Il canto degli uccelli
L’eutanasia è illegale, come si sa, e la pillola magica che Martha si è procurata sul dark web non dovrà mettere nei guai l’amica chiamata a farle compagnia, come da titolo, "nella stanza accanto”. Fingeranno di partire per una vacanza in una splendida villa affittata nei pressi di Woodstock: «È un po’ cara ma l’occasione lo merita!». Ingrid dovrà allenarsi a mentire, e comunque a Martha sta già nascondendo che un suo ex amante molto rimpianto dei loro ruggenti anni Ottanta (John Turturro) è il suo attuale compagno. Condividere gli ultimi giorni di un suicida è un fardello pesante, e anche questa è una prova che chiunque l’abbia vissuta anche da remoto, attraverso persone amiche, conosce come sofferenza tremenda. Quel “dopo” è presente in ogni discorso, anche quando decidi cosa mangiare e come occupare, in attesa del momento giusto, una bella giornata di sole. In libreria non è il caso di comprare un libro interessante ma voluminoso, perché non potresti finirlo.
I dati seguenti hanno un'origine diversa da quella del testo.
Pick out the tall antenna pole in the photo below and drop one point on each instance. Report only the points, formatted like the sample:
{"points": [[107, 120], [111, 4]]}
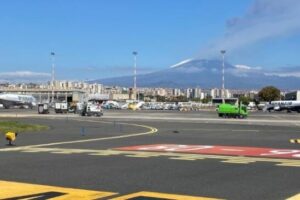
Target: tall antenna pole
{"points": [[223, 77], [53, 74], [134, 72]]}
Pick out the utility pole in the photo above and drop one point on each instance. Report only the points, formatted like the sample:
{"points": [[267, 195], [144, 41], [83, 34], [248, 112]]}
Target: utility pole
{"points": [[52, 75], [223, 78], [134, 73]]}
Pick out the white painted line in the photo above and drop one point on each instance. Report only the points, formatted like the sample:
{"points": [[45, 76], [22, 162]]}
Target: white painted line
{"points": [[232, 149], [152, 130]]}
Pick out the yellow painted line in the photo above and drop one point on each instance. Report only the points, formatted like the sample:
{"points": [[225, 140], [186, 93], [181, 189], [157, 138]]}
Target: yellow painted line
{"points": [[296, 197], [29, 191], [164, 196], [152, 130]]}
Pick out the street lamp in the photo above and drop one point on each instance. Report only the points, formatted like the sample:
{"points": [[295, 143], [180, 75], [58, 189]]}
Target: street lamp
{"points": [[52, 75], [223, 78], [134, 72]]}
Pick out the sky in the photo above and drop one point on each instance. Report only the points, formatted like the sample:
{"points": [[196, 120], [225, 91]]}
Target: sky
{"points": [[94, 39]]}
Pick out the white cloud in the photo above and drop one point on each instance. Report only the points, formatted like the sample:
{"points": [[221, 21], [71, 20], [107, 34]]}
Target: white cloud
{"points": [[264, 19], [181, 63], [24, 75]]}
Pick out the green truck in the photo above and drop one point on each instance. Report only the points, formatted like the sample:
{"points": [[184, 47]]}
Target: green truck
{"points": [[227, 110]]}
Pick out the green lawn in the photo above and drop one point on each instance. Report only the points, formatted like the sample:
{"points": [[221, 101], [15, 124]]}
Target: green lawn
{"points": [[19, 127]]}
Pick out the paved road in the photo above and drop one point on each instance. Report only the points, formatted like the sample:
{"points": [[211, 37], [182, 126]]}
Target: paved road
{"points": [[84, 153]]}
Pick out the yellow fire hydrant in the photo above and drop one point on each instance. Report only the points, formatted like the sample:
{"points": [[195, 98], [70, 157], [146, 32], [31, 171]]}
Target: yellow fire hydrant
{"points": [[10, 137]]}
C’è sempre la tentazione di vedere nei contrattempi un segno provvidenziale, un invito a cambiare propositi. È l’idea che sfiora Moore quando Swinton non riesce a trovare nel bagaglio la fatidica pillola, e devono rientrare a New York per cercarla. Sono le perdite di memoria causate dal «cervello chemioterapico», come la perdita di tutti i piaceri conosciuti, la lettura in primis. «Ho provato a leggere tutti i miei autori preferiti, Faulkner, Hemingway – dice Martha – ma l’incantesimo non c’è più». La musica è tra i piaceri che sbiadiscono: «Ascolto solo il canto degli uccelli». Sono tappe intercettate con minuzia clinica, ma non c’è disperazione, perfino la mestizia è temperata dall’ironia e da un controllo delle emozioni che per la corrispondente di guerra è un bagaglio professionale.
Parla con loro
La fine arriva senza preavviso. Ingrid è uscita per incontrare il suo Turturro, che pronuncia l’unica battuta strettamente politica del film: «Niente accelererà la fine del pianeta come il perdurare del neoliberismo e l’ascesa dell’estrema destra».
Al suo rientro trova la porta di Martha chiusa: era il segnale concordato. E l’interrogatorio che subisce presso il commissariato locale è agghiacciante, un terzo grado da criminale. «Io sono un uomo religioso e il suicidio è un reato», proclama il poliziotto inquisitore.
Se c’è un espediente cinematografico principe per dire che non moriamo del tutto, che qualcosa di noi sopravvive, è far interpretare alla stessa attrice la madre e la figlia. Sarà banale ma funziona. E il famoso finale di Joyce, opportunamente adattato alla vicenda vissuta, chiude il cerchio.
Tilda Swinton rinnova il legame con Pedro Almodóvar, che l’aveva voluta nel “corto” modaiolo assai The Human Voice. A essere molto pignoli, si può obiettare sul guardaroba d’alta sartoria sfoggiato dalle due star. Io non ci ho fatto caso. Ero assorbita da una conversazione che potrebbe svolgersi, in una congiuntura simile, tra due qualunque di noi: habla con ellas.